Jose Alvarez, the Little Village resident accused of fatally shooting his wife and daughter, and wounding his son is expected back in court on July 26.
Below is an opinion editorial by Clerk of the Circuit Court of Cook County, Iris Y. Martinez.
This week, the Chicago Tribune published an article by Laura Rodriguez Presa that provided the horrific details of the murder of Karina Gonzalez and her daughter in a domestic violence incident with her husband and the father of her children. He also shot their son, who thankfully survived and is reported to be recovering. Ms. Gonzalez’ story is heartbreaking.
Victims will not trust a system that will not protect them. Without the bravery of those who file protective and firearm restraining orders, both law enforcement and the court system do not have the tools to protect victims of abuse, their children, co-workers, neighbors, and communities. Many victims will never have the chance to become survivors.
Domestic violence incidents (as well as the increase in mass shootings) highlight the need for more use of our “red flag” laws, which are orders that allow law enforcement to temporarily remove firearms from an individual that poses a threat to themselves or others. Increased use would also provide situational awareness and increased safety for all criminal justice partners involved in the process. Waiting until a domestic situation escalates to a 911 call endangers everyone involved.
Although my office does not generally serve orders nor can my office arrest perpetrators, I am committed to providing the leadership needed to pursue a proactive approach for increased education and prevention. To begin, we will expand our law enforcement trainings on how to serve protective orders to augment the current system. We will provide information on how to seek these orders and ensure cultural competency and language assistance is available, and we will connect those seeking protective orders to critical support services.
I invite every stakeholder, advocacy group, and community provider to collaborate with us to increase access to housing, job placements, language assistance, mental health care, and other holistic services for victims, survivors, and their families.
During my first term as Clerk of the Circuit Court of Cook County, my administration has worked tirelessly to automate the two most antiquated, court record systems in the country. The two massive court systems, criminal and civil, required millions upon millions of files to be digitized and filed. This transformed the court systems top to bottom, and I am so proud of the work we have accomplished.

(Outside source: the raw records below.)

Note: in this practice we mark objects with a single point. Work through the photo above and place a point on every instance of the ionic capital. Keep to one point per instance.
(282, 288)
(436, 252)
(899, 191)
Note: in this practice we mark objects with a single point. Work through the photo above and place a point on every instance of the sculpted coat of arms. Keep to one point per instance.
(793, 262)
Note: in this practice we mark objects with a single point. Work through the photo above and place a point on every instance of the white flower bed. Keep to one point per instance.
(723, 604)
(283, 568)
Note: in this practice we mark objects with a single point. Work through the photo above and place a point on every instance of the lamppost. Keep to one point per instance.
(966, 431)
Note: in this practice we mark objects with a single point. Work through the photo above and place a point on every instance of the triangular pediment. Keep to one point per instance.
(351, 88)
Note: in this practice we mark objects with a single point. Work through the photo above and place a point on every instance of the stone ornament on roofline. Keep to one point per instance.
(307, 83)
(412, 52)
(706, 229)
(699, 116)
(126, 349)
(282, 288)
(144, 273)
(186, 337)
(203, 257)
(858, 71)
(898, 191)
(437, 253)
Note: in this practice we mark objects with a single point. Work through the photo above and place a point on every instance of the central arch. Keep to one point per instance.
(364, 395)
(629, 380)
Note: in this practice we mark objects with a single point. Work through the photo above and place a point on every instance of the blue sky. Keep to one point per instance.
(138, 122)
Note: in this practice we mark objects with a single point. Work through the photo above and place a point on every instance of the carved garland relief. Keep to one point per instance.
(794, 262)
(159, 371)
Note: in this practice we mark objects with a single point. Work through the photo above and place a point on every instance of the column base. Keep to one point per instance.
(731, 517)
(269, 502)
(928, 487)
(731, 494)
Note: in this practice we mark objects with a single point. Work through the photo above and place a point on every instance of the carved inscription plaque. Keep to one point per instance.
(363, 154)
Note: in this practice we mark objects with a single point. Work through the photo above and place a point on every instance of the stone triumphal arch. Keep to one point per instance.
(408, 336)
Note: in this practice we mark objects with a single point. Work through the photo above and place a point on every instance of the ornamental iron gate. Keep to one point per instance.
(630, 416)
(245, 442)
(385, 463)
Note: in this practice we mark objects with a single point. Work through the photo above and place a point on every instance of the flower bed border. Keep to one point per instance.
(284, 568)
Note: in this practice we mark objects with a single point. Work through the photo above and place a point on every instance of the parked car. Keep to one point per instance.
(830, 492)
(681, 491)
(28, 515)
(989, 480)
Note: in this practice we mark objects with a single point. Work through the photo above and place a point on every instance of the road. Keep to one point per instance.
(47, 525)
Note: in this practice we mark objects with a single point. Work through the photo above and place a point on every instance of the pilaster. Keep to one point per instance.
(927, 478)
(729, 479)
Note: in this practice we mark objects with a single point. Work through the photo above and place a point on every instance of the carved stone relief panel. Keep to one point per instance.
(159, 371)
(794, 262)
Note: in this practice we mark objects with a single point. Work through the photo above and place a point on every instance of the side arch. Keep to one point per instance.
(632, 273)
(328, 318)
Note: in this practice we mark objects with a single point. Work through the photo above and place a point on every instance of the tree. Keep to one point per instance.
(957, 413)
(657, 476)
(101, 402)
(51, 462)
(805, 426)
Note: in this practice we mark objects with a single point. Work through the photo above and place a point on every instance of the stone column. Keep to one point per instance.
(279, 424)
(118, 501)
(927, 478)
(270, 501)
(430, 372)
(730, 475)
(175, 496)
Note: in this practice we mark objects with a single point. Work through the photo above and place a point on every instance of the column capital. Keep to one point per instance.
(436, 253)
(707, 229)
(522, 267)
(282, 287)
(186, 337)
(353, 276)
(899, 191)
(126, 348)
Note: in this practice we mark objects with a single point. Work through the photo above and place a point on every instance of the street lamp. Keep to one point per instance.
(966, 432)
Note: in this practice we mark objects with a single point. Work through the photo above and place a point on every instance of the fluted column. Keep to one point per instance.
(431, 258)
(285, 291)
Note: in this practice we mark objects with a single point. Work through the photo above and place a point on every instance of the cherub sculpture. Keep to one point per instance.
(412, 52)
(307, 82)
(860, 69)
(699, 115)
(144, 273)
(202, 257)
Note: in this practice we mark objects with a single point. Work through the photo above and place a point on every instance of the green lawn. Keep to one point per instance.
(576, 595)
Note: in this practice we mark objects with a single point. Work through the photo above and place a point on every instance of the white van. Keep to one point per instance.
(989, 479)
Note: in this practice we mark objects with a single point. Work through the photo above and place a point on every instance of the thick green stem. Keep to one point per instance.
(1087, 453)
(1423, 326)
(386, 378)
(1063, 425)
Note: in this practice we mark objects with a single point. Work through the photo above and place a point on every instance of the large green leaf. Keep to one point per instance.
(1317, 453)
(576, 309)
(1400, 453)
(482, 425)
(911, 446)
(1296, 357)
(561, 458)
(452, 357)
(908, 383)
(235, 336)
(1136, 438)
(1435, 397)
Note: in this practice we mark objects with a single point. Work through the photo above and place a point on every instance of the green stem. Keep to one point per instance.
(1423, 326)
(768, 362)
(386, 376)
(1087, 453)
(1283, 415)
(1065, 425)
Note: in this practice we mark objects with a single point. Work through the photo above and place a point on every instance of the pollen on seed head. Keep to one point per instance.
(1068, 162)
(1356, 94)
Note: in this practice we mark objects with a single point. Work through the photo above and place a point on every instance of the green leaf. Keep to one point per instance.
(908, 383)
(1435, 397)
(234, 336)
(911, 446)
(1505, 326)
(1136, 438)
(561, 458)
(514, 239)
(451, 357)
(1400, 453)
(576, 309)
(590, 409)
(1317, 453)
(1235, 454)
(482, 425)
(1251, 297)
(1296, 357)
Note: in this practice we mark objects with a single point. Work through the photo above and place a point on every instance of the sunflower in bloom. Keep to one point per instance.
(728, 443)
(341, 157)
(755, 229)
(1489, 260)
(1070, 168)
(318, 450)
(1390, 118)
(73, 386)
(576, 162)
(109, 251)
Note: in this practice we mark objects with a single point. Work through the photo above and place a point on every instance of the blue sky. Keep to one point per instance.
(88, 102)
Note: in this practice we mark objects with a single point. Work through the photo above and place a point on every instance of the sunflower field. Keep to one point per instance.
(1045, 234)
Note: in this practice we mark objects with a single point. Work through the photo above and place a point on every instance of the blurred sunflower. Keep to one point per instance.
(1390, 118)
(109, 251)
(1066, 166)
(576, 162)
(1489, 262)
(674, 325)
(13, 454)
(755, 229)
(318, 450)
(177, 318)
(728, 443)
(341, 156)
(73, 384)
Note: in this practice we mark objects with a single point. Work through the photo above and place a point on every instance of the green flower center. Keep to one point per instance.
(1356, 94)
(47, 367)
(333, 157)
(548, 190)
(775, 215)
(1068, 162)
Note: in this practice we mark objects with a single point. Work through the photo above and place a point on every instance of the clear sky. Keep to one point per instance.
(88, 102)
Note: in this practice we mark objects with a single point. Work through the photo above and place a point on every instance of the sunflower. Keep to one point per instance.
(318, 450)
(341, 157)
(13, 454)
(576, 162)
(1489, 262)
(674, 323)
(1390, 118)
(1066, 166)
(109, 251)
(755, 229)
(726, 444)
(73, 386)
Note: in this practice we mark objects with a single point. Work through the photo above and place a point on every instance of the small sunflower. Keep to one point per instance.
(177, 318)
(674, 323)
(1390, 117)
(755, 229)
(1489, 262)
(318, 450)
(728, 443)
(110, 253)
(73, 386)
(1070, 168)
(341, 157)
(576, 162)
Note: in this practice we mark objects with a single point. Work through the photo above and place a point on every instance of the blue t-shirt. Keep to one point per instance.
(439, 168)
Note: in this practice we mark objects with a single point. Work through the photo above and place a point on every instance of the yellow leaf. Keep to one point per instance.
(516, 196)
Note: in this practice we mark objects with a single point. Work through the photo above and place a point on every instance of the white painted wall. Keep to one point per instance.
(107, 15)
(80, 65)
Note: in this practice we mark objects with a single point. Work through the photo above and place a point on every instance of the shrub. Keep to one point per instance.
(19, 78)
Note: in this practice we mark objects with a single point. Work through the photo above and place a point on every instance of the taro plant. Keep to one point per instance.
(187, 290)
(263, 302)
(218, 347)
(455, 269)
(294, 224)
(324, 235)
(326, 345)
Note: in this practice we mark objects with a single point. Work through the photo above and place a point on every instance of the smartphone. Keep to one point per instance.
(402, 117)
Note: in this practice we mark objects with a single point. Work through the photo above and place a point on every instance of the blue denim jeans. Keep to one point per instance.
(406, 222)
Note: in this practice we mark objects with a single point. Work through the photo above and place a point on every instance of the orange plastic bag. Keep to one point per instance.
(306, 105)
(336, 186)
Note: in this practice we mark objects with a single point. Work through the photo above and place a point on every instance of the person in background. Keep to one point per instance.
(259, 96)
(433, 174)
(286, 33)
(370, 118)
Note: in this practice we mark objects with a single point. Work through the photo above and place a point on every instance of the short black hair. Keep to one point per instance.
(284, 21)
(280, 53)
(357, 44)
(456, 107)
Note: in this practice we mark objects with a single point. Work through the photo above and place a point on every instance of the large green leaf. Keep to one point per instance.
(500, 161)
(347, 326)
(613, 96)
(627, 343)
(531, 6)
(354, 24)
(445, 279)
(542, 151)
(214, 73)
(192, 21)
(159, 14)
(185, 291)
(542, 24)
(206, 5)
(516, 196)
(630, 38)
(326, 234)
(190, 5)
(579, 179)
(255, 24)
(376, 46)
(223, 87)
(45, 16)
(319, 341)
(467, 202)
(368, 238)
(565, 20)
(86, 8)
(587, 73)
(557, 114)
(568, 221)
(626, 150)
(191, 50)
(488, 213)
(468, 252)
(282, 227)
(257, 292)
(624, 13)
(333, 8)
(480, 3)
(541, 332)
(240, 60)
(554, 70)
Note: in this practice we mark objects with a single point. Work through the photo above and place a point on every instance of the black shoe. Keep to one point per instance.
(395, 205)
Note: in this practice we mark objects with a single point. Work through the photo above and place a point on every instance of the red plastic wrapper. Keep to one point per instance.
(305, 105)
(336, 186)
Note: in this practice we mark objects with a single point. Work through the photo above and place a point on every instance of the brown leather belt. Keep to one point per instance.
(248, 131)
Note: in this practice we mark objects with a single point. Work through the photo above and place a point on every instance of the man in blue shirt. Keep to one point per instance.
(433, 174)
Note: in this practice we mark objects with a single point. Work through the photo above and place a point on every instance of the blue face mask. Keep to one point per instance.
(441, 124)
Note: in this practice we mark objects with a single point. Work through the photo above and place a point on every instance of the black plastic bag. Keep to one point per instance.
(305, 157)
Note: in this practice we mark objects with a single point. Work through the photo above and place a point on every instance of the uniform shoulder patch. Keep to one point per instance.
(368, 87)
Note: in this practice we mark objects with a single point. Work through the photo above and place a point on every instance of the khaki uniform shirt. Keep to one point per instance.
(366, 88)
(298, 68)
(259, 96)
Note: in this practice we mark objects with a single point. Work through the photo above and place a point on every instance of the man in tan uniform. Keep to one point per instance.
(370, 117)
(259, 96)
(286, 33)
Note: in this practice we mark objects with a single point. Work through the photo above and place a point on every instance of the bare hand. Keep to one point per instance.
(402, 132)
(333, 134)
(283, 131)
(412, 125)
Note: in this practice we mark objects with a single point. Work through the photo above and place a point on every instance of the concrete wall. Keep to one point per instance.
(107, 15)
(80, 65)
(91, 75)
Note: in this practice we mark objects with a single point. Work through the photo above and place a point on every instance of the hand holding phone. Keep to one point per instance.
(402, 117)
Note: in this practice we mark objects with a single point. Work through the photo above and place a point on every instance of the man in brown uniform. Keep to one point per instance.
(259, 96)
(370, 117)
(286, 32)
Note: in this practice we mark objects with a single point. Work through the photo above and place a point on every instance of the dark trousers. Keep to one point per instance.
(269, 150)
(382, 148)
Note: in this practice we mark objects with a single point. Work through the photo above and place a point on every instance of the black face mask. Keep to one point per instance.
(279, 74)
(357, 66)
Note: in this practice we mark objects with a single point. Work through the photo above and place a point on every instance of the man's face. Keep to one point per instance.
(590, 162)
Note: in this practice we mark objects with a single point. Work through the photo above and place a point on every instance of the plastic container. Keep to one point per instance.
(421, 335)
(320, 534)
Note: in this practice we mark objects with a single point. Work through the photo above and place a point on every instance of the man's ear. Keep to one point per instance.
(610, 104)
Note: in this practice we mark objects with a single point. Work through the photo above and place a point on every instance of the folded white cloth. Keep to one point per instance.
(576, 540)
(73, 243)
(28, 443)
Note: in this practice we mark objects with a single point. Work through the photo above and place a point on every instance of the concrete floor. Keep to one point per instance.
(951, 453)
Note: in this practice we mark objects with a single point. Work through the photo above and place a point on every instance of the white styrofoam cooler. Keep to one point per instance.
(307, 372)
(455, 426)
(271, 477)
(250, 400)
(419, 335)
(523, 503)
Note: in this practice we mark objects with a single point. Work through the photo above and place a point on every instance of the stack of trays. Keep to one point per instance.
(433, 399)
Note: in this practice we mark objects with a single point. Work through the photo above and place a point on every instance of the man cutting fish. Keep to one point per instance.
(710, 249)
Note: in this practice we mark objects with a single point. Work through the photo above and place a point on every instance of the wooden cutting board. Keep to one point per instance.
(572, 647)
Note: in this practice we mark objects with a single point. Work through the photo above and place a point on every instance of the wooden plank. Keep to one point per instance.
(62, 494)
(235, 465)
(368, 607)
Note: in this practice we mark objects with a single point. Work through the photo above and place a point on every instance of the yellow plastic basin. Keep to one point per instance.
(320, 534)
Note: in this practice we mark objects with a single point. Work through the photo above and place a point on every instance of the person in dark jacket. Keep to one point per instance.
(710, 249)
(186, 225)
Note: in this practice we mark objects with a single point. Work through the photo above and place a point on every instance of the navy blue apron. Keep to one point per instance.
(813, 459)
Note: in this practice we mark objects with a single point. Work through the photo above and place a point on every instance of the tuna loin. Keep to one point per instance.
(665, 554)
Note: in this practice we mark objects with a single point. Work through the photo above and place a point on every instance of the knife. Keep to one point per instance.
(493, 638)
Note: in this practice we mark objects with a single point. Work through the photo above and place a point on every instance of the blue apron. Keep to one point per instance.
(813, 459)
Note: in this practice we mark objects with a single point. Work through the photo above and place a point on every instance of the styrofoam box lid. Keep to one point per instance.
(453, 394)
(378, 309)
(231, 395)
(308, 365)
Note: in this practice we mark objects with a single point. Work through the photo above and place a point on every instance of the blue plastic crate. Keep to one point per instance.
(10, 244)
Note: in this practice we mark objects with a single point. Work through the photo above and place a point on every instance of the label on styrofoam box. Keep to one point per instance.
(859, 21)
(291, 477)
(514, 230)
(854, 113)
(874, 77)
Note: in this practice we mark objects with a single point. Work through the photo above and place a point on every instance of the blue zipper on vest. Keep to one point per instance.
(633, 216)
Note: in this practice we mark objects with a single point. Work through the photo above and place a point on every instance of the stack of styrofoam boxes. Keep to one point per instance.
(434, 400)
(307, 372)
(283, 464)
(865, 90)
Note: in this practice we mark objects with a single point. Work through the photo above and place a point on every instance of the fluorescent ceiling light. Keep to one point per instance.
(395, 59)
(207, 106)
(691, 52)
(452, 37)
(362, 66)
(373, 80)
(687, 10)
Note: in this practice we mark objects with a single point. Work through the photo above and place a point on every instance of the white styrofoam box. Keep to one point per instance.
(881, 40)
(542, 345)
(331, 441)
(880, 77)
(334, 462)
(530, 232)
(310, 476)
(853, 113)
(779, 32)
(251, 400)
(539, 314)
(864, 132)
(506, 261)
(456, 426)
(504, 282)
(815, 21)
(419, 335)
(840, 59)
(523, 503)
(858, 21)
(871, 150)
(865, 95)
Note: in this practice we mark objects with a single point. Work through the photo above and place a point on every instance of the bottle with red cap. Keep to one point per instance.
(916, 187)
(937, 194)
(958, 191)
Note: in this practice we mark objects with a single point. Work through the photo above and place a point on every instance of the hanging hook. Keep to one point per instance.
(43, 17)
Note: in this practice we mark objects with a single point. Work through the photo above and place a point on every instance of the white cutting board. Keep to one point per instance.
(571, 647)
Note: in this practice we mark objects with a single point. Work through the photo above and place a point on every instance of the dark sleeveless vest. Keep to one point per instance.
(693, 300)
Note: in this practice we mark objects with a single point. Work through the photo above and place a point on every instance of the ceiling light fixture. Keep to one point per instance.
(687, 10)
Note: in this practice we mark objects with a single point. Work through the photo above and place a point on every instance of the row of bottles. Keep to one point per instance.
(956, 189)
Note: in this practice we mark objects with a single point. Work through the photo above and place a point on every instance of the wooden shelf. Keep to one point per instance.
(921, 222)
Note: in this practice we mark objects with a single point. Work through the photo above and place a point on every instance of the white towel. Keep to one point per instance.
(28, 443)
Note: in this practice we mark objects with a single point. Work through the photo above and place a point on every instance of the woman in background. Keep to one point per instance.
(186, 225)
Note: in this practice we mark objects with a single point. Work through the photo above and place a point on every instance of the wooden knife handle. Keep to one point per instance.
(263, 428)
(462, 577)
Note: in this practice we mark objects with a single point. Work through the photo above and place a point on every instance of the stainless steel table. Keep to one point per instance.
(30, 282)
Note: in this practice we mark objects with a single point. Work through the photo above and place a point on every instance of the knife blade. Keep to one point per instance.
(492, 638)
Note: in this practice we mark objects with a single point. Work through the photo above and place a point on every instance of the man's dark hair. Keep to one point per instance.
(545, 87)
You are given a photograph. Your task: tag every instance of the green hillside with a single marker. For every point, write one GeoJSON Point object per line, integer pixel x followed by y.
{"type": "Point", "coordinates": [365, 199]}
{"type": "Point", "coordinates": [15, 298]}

Besides efficiency in government, why is this important to all citizens?
Because the transparency we can now provide to the public will lead to impactful changes and contribute to the improvement of our public safety and health in Cook County.
Those in the legal profession appreciate the ability to file cases online, but the biggest impacts of these efforts are still in progress. Previously, the lack of available information from our court systems impacted everything from research opportunities to the ability of our community providers to acquire grant funding and other financial supports due to the lack of data available. It is now time to leverage these efforts to collaborate, innovate and improve public service to our citizens. This work is imperative, and to begin, we will be focusing on some of our most vulnerable populations: those who are filing protective orders and firearm restraining orders.
In the fall, I will be in Springfield armed with new data, fighting for further reforms to our laws and proposing legislation to safeguard our communities.
My message to those who are struggling today with any form of abuse is one of hope. There are many survivors thriving in our communities, and I am committed to providing a pathway forward for you and your loved ones to be safe.
On November 3, 2020, Clerk Iris Y. Martinez made history when elected as the first Latina Clerk of the Circuit Court of Cook County, the largest of the 24 judicial circuits in Illinois as well as one of the largest unified court systems in the world.
Since the Clerk took office on December 1, 2020, she has centered efforts on the statutory duties and responsibilities of the Office while supporting her mission to update and increase the use of technology, transform operations, and increase transparency while providing the proper COVID-19 safeguards at all our locations for our employees and constituents.